Generate a grid of response-time values and the corresponding PDF values. For more details on the model see, for example, dLIM.

Usage

dLIM_grid(rt_max = 10, phi, x_res = "default", t_res = "default")

Value

list of RTs and corresponding defective PDFs at lower and upper threshold

Arguments

rt_max

maximal response time <- max(rt)

phi

parameter vector in the following order:

  1. Non-decision time (\(t_{nd}\)). Time for non-decision processes such as stimulus encoding and response execution. Total decision time t is the sum of the decision and non-decision times.

  2. Relative start (\(w\)). Sets the start point of accumulation as a ratio of the two decision thresholds. Related to the absolute start z point via equation \(z = b_l + w*(b_u - b_l)\).

  3. Stimulus strength (\(\mu\)). Strength of the stimulus.

  4. leakage (\(L\)). Rate of leaky integration.

  5. Noise scale (\(\sigma\)). Model scaling parameter.

  6. Decision thresholds (\(b\)). Sets the location of each decision threshold. The upper threshold \(b_u\) is above 0 and the lower threshold \(b_l\) is below 0 such that \(b_u = -b_l = b\). The threshold separation \(a = 2b\).

  7. Contamination (\(g\)). Sets the strength of the contamination process. Contamination process is a uniform distribution \(f_c(t)\) where \(f_c(t) = 1/(g_u-g_l)\) if \(g_l <= t <= g_u\) and \(f_c(t) = 0\) if \(t < g_l\) or \(t > g_u\). It is combined with PDF \(f_i(t)\) to give the final combined distribution \(f_{i,c}(t) = g*f_c(t) + (1-g)*f_i(t)\), which is then output by the program. If \(g = 0\), it just outputs \(f_i(t)\).

  8. Lower bound of contamination distribution (\(g_l\)). See parameter \(g\).
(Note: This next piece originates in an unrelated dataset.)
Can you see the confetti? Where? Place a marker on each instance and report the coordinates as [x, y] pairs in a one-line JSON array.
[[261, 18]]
  9. Upper bound of contamination distribution (\(g_u\)). See parameter \(g\).

x_res

spatial/evidence resolution

t_res

time resolution

Author

Raphael Hartmann & Matthew Murrow

References

Busemeyer, J. R., & Townsend, J. T. (1993). Decision field theory: A dynamic-cognitive approach to decision making in an uncertain environment. Psychological Review, 100(3), 432-459.

Usher, M., & McClelland, J. L. (2001). The time course of perceptual choice: The leaky, competing accumulator model. Psychological Review, 108(3), 550-592.

Wang, J.-S., & Donkin, C. (2024). The neural implausibility of the diffusion decision model doesn’t matter for cognitive psychometrics, but the Ornstein-Uhlenbeck model is better. Psychonomic Bulletin & Review.

Wong, K.-F., & Wang, X.-J. (2006). A Recurrent Network Mechanism of Time Integration in Perceptual Decisions. The Journal of Neuroscience, 26(4), 1314-1328.